The economic underpinnings for the Budget are: growth of 2.7% this year (the IMF says 2.5%) and then 3.8% in 2011 (the IMF says 2.7%) and then more than 4% for the next three years. The real figure seems to be the unemployment estimate: 10% this year, only easing to 8.2% in 2012. Somehow growth of about 4% doesn’t sit all that well with jobless numbers of 8% and more for the next few years.

There’s still gold in them thar rice paddies.  As unlikely as it still seems, China is still the world’s biggest gold miner. Chinese gold output rose 11.3% to a record 313.98 tonnes last year.  According to statistics from China Gold Association, China became the world’s biggest miner when it moved past South Africa in 2007 for the first time and has remained in front ever since. Australia is running second.

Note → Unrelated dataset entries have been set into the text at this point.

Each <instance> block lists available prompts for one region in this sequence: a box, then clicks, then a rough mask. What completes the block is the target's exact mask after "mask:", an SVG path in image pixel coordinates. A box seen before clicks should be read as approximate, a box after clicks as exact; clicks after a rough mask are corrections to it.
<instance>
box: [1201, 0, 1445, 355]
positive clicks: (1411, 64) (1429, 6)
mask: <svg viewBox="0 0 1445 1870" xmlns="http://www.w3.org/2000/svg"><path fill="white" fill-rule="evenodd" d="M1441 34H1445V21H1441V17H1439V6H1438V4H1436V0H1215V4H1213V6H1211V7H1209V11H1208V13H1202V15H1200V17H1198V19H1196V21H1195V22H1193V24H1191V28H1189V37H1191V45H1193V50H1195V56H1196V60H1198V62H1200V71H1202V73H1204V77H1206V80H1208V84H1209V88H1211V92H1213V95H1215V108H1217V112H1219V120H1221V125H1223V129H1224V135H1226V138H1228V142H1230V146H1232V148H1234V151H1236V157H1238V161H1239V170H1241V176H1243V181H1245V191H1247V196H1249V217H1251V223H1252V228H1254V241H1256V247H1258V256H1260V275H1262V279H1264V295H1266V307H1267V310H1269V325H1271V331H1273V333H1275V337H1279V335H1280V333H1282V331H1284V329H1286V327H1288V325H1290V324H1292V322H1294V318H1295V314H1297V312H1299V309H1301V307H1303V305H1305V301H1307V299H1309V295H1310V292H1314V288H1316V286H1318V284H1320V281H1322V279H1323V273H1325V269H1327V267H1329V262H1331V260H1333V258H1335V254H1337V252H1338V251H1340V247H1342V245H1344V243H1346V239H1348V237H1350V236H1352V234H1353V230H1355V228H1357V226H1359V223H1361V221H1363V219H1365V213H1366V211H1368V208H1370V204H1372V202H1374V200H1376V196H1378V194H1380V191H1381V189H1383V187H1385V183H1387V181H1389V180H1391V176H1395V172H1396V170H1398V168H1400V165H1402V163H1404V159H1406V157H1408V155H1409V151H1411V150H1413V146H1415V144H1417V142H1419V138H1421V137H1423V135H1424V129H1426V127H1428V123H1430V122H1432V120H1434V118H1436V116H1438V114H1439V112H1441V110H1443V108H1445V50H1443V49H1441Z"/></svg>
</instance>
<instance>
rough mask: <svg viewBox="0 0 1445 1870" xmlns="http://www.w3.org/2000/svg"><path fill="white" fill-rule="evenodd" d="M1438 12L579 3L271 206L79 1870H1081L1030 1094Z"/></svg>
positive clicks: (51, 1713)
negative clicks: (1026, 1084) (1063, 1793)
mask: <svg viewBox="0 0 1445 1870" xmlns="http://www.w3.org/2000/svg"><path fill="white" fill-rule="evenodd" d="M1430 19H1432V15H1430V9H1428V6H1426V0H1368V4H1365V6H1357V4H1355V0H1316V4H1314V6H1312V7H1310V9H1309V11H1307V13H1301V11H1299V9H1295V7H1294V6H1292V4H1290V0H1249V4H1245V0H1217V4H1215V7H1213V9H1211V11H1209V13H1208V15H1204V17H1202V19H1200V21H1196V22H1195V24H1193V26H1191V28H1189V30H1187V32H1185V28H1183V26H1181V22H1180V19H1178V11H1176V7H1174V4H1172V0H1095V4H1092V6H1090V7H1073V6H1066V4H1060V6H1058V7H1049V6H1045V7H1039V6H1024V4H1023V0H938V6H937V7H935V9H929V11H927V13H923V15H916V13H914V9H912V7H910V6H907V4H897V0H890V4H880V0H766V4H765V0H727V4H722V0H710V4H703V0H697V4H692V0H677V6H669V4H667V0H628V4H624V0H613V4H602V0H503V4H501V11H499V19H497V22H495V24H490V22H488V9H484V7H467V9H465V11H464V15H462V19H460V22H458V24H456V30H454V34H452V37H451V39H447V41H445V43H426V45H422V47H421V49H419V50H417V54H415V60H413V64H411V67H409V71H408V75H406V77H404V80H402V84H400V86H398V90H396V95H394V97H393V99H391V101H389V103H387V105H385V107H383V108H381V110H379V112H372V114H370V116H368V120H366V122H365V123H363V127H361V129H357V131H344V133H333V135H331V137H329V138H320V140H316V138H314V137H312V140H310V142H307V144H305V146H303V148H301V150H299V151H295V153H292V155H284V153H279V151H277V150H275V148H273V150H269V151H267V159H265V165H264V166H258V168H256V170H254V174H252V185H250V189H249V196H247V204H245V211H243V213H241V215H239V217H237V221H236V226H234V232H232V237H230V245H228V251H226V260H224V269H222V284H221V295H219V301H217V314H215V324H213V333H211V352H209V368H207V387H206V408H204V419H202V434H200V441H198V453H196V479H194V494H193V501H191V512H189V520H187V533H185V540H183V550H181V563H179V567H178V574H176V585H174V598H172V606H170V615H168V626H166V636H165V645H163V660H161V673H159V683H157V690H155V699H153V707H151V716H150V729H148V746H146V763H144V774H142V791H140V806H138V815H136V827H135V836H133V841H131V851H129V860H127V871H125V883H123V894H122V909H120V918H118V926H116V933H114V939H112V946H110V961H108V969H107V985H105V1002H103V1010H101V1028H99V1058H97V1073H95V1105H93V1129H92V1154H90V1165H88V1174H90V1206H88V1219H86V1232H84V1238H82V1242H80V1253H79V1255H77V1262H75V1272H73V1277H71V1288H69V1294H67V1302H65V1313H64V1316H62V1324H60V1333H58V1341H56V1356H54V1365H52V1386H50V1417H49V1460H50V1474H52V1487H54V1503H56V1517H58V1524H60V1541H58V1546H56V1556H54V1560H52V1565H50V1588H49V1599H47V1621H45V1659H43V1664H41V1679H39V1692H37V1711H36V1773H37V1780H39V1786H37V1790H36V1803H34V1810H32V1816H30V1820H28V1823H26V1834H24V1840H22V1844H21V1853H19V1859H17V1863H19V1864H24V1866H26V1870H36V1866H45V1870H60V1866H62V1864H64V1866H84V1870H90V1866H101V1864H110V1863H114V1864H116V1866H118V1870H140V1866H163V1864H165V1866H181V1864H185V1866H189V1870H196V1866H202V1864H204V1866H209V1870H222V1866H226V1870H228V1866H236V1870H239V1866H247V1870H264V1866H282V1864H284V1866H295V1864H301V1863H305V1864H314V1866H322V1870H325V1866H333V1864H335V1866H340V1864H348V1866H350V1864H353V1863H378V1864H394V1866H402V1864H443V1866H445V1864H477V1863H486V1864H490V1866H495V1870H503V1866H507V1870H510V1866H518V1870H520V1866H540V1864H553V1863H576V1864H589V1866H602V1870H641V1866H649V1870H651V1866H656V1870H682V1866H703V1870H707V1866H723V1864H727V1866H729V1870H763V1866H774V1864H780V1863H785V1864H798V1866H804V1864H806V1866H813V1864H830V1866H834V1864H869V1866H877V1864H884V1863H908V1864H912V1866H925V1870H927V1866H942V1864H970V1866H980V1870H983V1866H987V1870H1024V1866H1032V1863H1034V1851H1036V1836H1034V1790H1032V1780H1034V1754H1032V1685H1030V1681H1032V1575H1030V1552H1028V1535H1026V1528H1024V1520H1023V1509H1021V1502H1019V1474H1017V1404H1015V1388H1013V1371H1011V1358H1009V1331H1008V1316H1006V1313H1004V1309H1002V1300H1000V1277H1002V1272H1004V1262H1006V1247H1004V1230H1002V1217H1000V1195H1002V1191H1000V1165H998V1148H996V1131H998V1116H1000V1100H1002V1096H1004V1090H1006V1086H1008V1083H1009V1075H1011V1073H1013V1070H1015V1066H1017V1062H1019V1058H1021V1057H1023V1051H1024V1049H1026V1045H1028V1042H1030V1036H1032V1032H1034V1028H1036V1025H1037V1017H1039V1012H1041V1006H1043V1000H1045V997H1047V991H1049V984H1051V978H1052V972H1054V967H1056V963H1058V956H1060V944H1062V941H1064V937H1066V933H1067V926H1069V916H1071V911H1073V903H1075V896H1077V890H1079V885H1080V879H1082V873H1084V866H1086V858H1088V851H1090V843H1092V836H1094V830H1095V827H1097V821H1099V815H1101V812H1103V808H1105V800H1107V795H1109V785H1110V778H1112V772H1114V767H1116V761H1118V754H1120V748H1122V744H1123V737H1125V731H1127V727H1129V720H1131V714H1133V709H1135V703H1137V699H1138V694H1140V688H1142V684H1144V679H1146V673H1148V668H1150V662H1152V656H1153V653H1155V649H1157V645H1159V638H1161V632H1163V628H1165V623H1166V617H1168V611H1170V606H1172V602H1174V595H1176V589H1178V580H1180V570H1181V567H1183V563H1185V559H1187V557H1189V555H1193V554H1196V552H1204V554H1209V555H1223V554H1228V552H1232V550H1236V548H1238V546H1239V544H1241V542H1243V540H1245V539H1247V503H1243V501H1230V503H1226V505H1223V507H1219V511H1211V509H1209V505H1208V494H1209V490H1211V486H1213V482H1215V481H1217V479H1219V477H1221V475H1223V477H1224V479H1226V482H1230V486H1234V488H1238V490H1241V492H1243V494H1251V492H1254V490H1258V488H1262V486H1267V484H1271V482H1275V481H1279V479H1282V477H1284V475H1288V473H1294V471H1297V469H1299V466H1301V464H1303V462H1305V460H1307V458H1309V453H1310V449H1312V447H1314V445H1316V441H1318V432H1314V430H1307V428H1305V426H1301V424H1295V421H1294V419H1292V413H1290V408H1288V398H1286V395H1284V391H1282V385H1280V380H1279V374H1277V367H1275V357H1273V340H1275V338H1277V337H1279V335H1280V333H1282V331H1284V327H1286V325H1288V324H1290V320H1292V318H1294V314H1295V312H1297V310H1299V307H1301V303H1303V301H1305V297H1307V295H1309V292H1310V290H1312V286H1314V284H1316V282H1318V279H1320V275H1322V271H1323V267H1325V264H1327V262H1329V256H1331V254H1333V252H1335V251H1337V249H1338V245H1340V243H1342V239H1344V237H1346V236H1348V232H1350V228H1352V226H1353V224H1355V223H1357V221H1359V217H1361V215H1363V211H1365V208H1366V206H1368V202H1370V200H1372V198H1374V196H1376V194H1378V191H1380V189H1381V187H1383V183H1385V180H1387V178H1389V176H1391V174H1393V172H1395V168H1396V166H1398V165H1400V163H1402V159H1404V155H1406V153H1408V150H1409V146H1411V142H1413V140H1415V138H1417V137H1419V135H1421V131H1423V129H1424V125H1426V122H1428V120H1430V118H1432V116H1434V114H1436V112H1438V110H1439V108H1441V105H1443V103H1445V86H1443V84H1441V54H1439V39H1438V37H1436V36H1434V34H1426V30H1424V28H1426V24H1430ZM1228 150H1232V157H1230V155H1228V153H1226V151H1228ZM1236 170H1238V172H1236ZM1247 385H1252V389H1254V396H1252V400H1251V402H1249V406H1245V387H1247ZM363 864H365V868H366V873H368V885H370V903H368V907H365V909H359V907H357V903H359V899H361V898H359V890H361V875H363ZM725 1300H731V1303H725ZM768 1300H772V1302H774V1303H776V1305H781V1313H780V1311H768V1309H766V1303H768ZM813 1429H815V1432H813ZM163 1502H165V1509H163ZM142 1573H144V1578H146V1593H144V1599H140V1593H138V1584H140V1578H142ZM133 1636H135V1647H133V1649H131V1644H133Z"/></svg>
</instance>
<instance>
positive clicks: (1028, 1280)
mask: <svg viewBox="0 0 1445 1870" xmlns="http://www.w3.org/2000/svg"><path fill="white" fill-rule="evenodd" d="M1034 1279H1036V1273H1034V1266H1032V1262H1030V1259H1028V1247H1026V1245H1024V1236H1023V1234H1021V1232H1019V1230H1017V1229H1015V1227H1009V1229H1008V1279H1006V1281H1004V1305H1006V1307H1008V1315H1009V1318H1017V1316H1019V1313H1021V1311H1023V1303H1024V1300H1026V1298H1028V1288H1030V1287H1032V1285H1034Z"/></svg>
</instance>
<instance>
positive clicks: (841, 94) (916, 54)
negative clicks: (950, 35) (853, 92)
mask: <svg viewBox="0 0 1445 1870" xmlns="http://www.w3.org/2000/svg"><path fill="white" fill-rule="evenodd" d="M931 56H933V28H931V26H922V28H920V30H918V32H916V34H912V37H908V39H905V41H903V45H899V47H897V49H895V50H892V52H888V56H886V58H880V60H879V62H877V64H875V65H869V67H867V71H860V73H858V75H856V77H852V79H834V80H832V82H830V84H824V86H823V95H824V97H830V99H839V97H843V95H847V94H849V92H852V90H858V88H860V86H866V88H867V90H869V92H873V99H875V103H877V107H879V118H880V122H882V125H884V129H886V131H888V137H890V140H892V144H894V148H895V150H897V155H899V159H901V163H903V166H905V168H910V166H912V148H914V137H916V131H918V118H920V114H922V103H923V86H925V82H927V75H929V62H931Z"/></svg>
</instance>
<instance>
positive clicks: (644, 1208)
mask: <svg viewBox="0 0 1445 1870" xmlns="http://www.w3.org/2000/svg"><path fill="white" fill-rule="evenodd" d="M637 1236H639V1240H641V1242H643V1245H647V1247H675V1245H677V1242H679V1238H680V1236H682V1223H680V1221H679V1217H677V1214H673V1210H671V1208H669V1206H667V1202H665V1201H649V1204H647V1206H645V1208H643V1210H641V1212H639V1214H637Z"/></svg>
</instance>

How Westpac keeps house prices up. With house prices soaring, its gratifying to know that Westpac CEO Gail Kelly has done her bit to prop up property prices in Sydney (up 12.8% last year according to the ABS yesterday). The Sydney Morning Herald reports today that Kelly paid about $9 million (less than a year’s salary) for a mansion at Terrey Hills, at the back of Sydney’s northern beaches.

“It’s a record price for a northern beaches equestrian property. The two-hectare resort-style property comes with a five-bedroom, five-bathroom house. There is also a guesthouse on the bushland estate with views towards the city skyline,” reports the SMH.  “It was sold by former Vivendi Water chairman Kevin Doyle, who bought it for $3.65 million in 2005.”

The new acquisition comes with heated indoor pool, spa, floodlit tennis court and equestrian facilities with Olympic arena, and all on a banker’s mortgage.

RBA governor Glenn Stevens lives more modestly, in the Sutherland area of Sydney’s south.

The Next Big Thing is soft and cold. An Italian university dedicated to ice cream has seen a 90% jump in enrolment as retrenched business executives look for a new career, according to the London Telegraph. More than 6000 people attended the £600-a-week courses offered by the Gelato University in Bologna in 2008 but enrolments nearly doubled last year.  La Dolce Vita con gelati?